Le XXe siècle a été marqué par l’ère soviétique, qui a eu un impact significatif sur le chant épique traditionnel. Les autorités soviétiques ont initialement perçu le dastan comme un vestige de la culture féodale, mais ont ensuite reconnu sa valeur en tant qu’instrument de propagande. De nombreux bardes ont été intégrés dans le système soviétique, et le contenu des dastans a parfois été modifié pour inclure des thèmes socialistes. Malgré cela, la tradition a survécu, grâce à la résilience des artistes et à la transmission orale continue.
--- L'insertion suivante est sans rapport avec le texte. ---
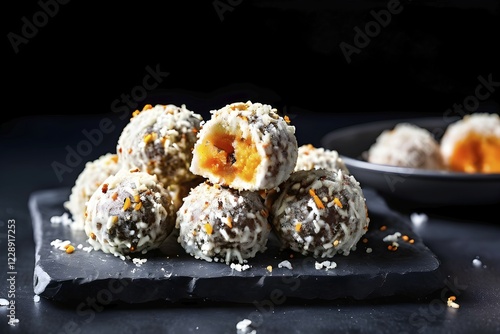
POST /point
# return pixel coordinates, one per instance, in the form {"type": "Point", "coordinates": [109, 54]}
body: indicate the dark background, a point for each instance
{"type": "Point", "coordinates": [85, 55]}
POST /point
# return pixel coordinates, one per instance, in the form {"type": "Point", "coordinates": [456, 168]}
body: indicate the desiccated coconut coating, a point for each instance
{"type": "Point", "coordinates": [246, 146]}
{"type": "Point", "coordinates": [407, 145]}
{"type": "Point", "coordinates": [130, 212]}
{"type": "Point", "coordinates": [311, 157]}
{"type": "Point", "coordinates": [91, 177]}
{"type": "Point", "coordinates": [159, 140]}
{"type": "Point", "coordinates": [320, 213]}
{"type": "Point", "coordinates": [222, 224]}
{"type": "Point", "coordinates": [472, 144]}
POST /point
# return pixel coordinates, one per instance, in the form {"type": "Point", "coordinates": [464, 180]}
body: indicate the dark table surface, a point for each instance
{"type": "Point", "coordinates": [30, 147]}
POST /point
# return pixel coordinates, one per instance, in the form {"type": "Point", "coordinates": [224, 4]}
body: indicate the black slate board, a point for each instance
{"type": "Point", "coordinates": [170, 274]}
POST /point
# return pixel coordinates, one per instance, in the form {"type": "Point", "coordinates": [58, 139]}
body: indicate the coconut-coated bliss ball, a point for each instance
{"type": "Point", "coordinates": [130, 212]}
{"type": "Point", "coordinates": [159, 140]}
{"type": "Point", "coordinates": [407, 145]}
{"type": "Point", "coordinates": [320, 213]}
{"type": "Point", "coordinates": [245, 146]}
{"type": "Point", "coordinates": [217, 223]}
{"type": "Point", "coordinates": [91, 177]}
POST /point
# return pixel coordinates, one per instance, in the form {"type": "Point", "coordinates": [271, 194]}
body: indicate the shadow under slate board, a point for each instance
{"type": "Point", "coordinates": [170, 274]}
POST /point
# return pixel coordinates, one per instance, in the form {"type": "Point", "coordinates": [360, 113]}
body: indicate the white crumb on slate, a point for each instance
{"type": "Point", "coordinates": [239, 267]}
{"type": "Point", "coordinates": [418, 218]}
{"type": "Point", "coordinates": [325, 265]}
{"type": "Point", "coordinates": [285, 264]}
{"type": "Point", "coordinates": [63, 219]}
{"type": "Point", "coordinates": [245, 327]}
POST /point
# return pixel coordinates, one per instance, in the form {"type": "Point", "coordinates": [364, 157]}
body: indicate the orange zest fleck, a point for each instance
{"type": "Point", "coordinates": [208, 228]}
{"type": "Point", "coordinates": [229, 221]}
{"type": "Point", "coordinates": [70, 249]}
{"type": "Point", "coordinates": [317, 200]}
{"type": "Point", "coordinates": [126, 203]}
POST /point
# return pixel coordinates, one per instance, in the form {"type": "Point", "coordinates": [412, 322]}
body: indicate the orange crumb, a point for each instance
{"type": "Point", "coordinates": [317, 200]}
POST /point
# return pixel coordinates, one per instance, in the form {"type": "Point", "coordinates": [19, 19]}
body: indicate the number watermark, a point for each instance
{"type": "Point", "coordinates": [11, 272]}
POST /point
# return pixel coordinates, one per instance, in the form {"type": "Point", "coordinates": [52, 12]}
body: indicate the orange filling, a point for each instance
{"type": "Point", "coordinates": [229, 156]}
{"type": "Point", "coordinates": [476, 154]}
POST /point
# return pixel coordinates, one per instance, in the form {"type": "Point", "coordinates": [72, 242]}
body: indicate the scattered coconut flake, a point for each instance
{"type": "Point", "coordinates": [64, 219]}
{"type": "Point", "coordinates": [245, 327]}
{"type": "Point", "coordinates": [325, 265]}
{"type": "Point", "coordinates": [60, 244]}
{"type": "Point", "coordinates": [392, 237]}
{"type": "Point", "coordinates": [451, 302]}
{"type": "Point", "coordinates": [239, 267]}
{"type": "Point", "coordinates": [418, 218]}
{"type": "Point", "coordinates": [477, 263]}
{"type": "Point", "coordinates": [285, 264]}
{"type": "Point", "coordinates": [138, 262]}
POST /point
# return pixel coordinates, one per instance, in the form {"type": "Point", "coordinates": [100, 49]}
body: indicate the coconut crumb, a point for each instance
{"type": "Point", "coordinates": [245, 327]}
{"type": "Point", "coordinates": [418, 218]}
{"type": "Point", "coordinates": [325, 265]}
{"type": "Point", "coordinates": [239, 267]}
{"type": "Point", "coordinates": [451, 302]}
{"type": "Point", "coordinates": [63, 219]}
{"type": "Point", "coordinates": [138, 262]}
{"type": "Point", "coordinates": [285, 264]}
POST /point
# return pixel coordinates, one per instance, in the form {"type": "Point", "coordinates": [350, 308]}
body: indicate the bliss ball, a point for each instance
{"type": "Point", "coordinates": [217, 223]}
{"type": "Point", "coordinates": [320, 213]}
{"type": "Point", "coordinates": [472, 144]}
{"type": "Point", "coordinates": [159, 140]}
{"type": "Point", "coordinates": [407, 145]}
{"type": "Point", "coordinates": [130, 212]}
{"type": "Point", "coordinates": [245, 146]}
{"type": "Point", "coordinates": [91, 177]}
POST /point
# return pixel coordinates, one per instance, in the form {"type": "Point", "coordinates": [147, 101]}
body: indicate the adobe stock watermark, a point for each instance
{"type": "Point", "coordinates": [437, 307]}
{"type": "Point", "coordinates": [265, 308]}
{"type": "Point", "coordinates": [122, 106]}
{"type": "Point", "coordinates": [362, 38]}
{"type": "Point", "coordinates": [88, 309]}
{"type": "Point", "coordinates": [222, 7]}
{"type": "Point", "coordinates": [483, 91]}
{"type": "Point", "coordinates": [31, 26]}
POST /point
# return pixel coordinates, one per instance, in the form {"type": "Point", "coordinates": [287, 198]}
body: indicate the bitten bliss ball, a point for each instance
{"type": "Point", "coordinates": [130, 212]}
{"type": "Point", "coordinates": [223, 224]}
{"type": "Point", "coordinates": [320, 213]}
{"type": "Point", "coordinates": [407, 145]}
{"type": "Point", "coordinates": [472, 144]}
{"type": "Point", "coordinates": [245, 146]}
{"type": "Point", "coordinates": [311, 157]}
{"type": "Point", "coordinates": [91, 177]}
{"type": "Point", "coordinates": [159, 140]}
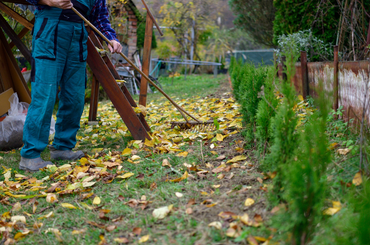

Après l’indépendance du Kazakhstan en 1991, le chant épique a connu une renaissance. Les efforts pour revitaliser le patrimoine culturel kazakh ont conduit à une redécouverte et à une réinterprétation des dastans. Aujourd’hui, ils occupent une place importante dans la culture kazakhe contemporaine, tant sur le plan national qu’international.
Instruments
Le chant épique traditionnel kazakh est généralement accompagné d’instruments spécifiques qui ajoutent une dimension unique à la performance. Les instruments les plus couramment utilisés incluent :
1. **Dombra** : La dombra est l’instrument emblématique du Kazakhstan. C’est un luth à deux cordes, généralement en bois, avec un corps en forme de poire. La dombra est jouée en pinçant les cordes avec les doigts, produisant une sonorité distincte et rythmique qui accompagne le chant épique. Elle est essentielle pour donner le ton et le rythme au récit.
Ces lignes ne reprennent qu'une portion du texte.